トリクルダウンって何?アベノミクス…実感なき景気回復!
2018年末、政府が、とある発表を行いました。
「2012年12月から始まった景気拡大局面(いわゆるアベノミクス)が、いざなぎ景気(1965年~1970年)を超え、戦後2番目の記録となった。」
残すところは、戦後最長記録となる、「いざなみ景気(2002年~2009年)超え」だけとなったそうです。
ただ、これも時間の問題だと言えるでしょう。
このように、アベノミクスによる景気回復は、メジャーリーガーのイチローばりに記録を刻み続けています。
しかし、なぜか、国民には全く実感がありません。
この不思議な感覚は、一体なんなのでしょうか?
アベノミクスとは?
ご存知、安倍首相が推進する経済政策であるアベノミクスは、大企業を刺激し、景気全体を底上げするものです。

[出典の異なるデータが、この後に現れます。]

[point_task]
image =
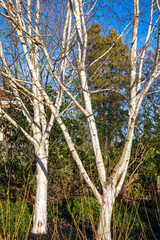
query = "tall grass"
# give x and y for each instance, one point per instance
(77, 218)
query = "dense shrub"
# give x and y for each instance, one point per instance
(15, 218)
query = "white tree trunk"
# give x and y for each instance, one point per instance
(40, 210)
(104, 226)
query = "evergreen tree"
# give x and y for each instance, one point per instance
(111, 72)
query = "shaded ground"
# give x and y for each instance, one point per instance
(70, 233)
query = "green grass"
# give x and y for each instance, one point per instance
(82, 212)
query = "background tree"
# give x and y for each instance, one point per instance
(112, 72)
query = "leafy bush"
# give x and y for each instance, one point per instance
(82, 209)
(15, 218)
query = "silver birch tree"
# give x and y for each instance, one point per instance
(74, 34)
(139, 87)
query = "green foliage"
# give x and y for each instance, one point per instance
(15, 218)
(110, 72)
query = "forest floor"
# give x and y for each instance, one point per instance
(71, 233)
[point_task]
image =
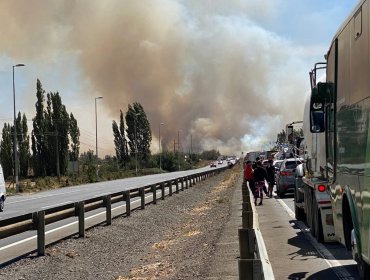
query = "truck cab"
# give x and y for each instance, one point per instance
(2, 190)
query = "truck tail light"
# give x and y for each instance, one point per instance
(321, 188)
(285, 173)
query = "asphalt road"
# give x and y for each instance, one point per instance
(293, 251)
(27, 203)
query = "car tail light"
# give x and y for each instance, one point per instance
(321, 188)
(285, 173)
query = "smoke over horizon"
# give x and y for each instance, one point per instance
(204, 68)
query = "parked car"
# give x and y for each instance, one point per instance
(285, 179)
(2, 190)
(277, 164)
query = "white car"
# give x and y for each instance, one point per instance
(2, 190)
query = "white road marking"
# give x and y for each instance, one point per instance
(54, 205)
(335, 265)
(41, 196)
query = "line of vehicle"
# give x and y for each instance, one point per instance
(334, 264)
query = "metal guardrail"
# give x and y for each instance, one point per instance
(38, 220)
(254, 263)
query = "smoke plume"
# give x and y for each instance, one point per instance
(206, 69)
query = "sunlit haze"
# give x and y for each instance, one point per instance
(227, 75)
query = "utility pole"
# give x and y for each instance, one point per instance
(57, 150)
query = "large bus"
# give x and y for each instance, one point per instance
(340, 108)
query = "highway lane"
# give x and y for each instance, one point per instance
(336, 258)
(22, 204)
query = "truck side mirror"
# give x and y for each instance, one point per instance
(319, 96)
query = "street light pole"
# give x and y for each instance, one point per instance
(178, 147)
(136, 115)
(96, 127)
(15, 135)
(160, 147)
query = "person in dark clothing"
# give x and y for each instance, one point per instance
(254, 167)
(270, 170)
(260, 176)
(248, 175)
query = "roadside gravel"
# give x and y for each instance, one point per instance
(175, 239)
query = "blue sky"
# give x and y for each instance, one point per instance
(228, 74)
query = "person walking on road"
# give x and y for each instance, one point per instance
(248, 175)
(270, 170)
(259, 176)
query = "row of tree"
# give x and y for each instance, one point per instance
(55, 142)
(133, 137)
(53, 131)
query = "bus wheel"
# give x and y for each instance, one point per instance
(363, 269)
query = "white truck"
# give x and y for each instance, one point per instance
(312, 198)
(2, 190)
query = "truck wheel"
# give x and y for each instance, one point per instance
(1, 204)
(299, 212)
(319, 234)
(317, 225)
(279, 192)
(363, 269)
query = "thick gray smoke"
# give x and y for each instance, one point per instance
(204, 68)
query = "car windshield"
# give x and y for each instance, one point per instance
(291, 164)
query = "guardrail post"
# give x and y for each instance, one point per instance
(108, 208)
(177, 185)
(142, 195)
(250, 270)
(246, 206)
(81, 218)
(127, 199)
(247, 243)
(163, 186)
(247, 219)
(186, 182)
(169, 188)
(154, 192)
(41, 233)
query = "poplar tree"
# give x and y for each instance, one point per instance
(74, 132)
(138, 131)
(6, 150)
(23, 141)
(120, 141)
(39, 134)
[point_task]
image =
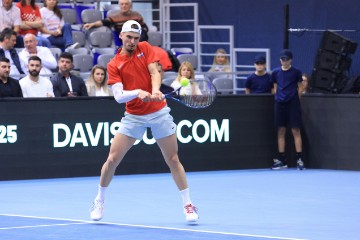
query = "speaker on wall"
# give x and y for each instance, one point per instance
(332, 61)
(336, 43)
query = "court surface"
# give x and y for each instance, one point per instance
(242, 205)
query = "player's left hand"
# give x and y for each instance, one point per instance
(156, 96)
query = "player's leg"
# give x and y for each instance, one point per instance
(119, 147)
(169, 149)
(295, 124)
(280, 123)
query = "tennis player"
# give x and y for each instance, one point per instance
(136, 82)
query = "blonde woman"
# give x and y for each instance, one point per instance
(186, 70)
(96, 84)
(221, 63)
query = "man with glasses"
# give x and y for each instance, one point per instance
(287, 108)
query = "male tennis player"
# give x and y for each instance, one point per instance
(136, 82)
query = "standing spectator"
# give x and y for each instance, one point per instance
(304, 86)
(31, 20)
(55, 29)
(34, 85)
(9, 87)
(44, 53)
(118, 19)
(260, 81)
(10, 18)
(287, 108)
(221, 64)
(96, 84)
(7, 43)
(66, 84)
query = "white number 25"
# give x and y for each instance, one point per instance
(8, 134)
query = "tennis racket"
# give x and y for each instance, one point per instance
(198, 94)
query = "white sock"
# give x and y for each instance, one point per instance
(185, 196)
(101, 193)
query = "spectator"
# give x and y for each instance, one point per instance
(44, 53)
(118, 19)
(9, 87)
(34, 85)
(31, 21)
(287, 108)
(186, 70)
(7, 43)
(66, 84)
(55, 29)
(96, 84)
(260, 81)
(10, 18)
(304, 86)
(221, 64)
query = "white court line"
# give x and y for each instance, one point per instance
(145, 226)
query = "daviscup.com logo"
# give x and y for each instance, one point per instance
(101, 134)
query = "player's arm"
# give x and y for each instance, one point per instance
(155, 82)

結果、円安が進み、日経平均株価は上昇し、大企業の業績が潤ってきていることは事実です。
雇用市場も活況で、大学生の就職活動も、完全に売り手市場(学生が会社を選択できる状態)となっています。
私は、大企業向けのコンサルティングをしています。
コンサルティング業界でも、クライアントとなる一部の大企業は完全にバブル状態であり、コンサルティングの仕事が途絶える気配はありません。
大規模なシステム投資がどんどん行われています。
ここ10年間、ほとんどの大手コンサルティング会社は、増収増益が続いていることでしょう。
株式投資についても、特にテクニックを駆使しなくても、大企業の株を保有しているだけで、そこそこ評価益がでるようになっています。
こういった意味で、アベノミクスには、ある意味、効果がでているのでしょう。
国民にとって景気回復の実感はなし
記録の上では、アベノミクスにより、大企業が潤ってきています。
しかし、国民にアンケートをとると、約8割の人が、次のように回答しています。
・アベノミクスの恩恵は受けていない
・景気が回復しているとは思えない
・生活は苦しいままである
個人消費は冷え込んでいます。
それはそうです。お父さん(お母さん)の給料がちっとも上がっていないのですから…。
厳密に言えば、会社員が10人いたら、このうち、給料が上がっているのは1人か2人くらいでしょう。
しかも、消費税は上がるし、社会保険料は高くなるし、個人の消費は冷え込むばかりです。
トリクルダウンとは?
大企業やお金持ちが、内部留保や貯金をやめて、給料を上げてくれれば、経済は活性化し、中小企業や個人にお金が回ってきます。
こうなってくると、国民にも景気回復の実感がでてくるはずです。
ここで、ひとつ、次の言葉を覚えておきましょう。
「トリクルダウン」
聞いたことがある人もいるかもしれませんが、アベノミクスを語る上では、避けて通れない言葉になります。
トリクルダウンとは、簡単に言えば、次のような意味になります。
「富裕層や大企業を豊かにすると、富が国民全体にしたたり落ち、経済は成長していく。」
ただし、これは経済学の仮説であり、誰かが実験して成功した事例ではありません。
別の言い方をすると、トリクルダウンとは
「富裕層や大企業で増加した所得が、国民に対して、再投資される」
こととも言えます。
アベノミクスが富裕層や大企業向けの政策だとします。
この場合、多くの国民や中小企業に対しては、このトリクルダウンが成功しないと、本当の意味での景気回復の実感は湧いてこないことになります。
しかし、安倍首相をはじめ、アベノミクスを推進する人たちは(アベノミクスでの景気回復はアピールしていますが)このトリクルダウンに関しては、
「言った覚えはない」
「知らない」
など、距離を置いた発言をしています。
これが、実感なき景気回復の本質なんでしょうね。
まとめ
このように、アベノミクスやトリクルダウンは、絶対的な理論でも学説でもありません。
誰も先行きは見通せない状況です。
このため、景気対策に過度の期待をすることは、ある意味、リスクであるとも言えます。
私は、よく分からない政府の政策に振り回されるのではなく、自分の家計は自分で防衛していくスキルを身につけておくことが重要だと考えています。
会社員の人で、給料が上がらないのであれば、リスクヘッジの意味で
・副業を始める
・節税の意識をもつ
ことも必要になってきます。
何もしないことがリスクとなりつつある世の中、あなたも、景気の状況に左右されない「強い自分」になってみませんか?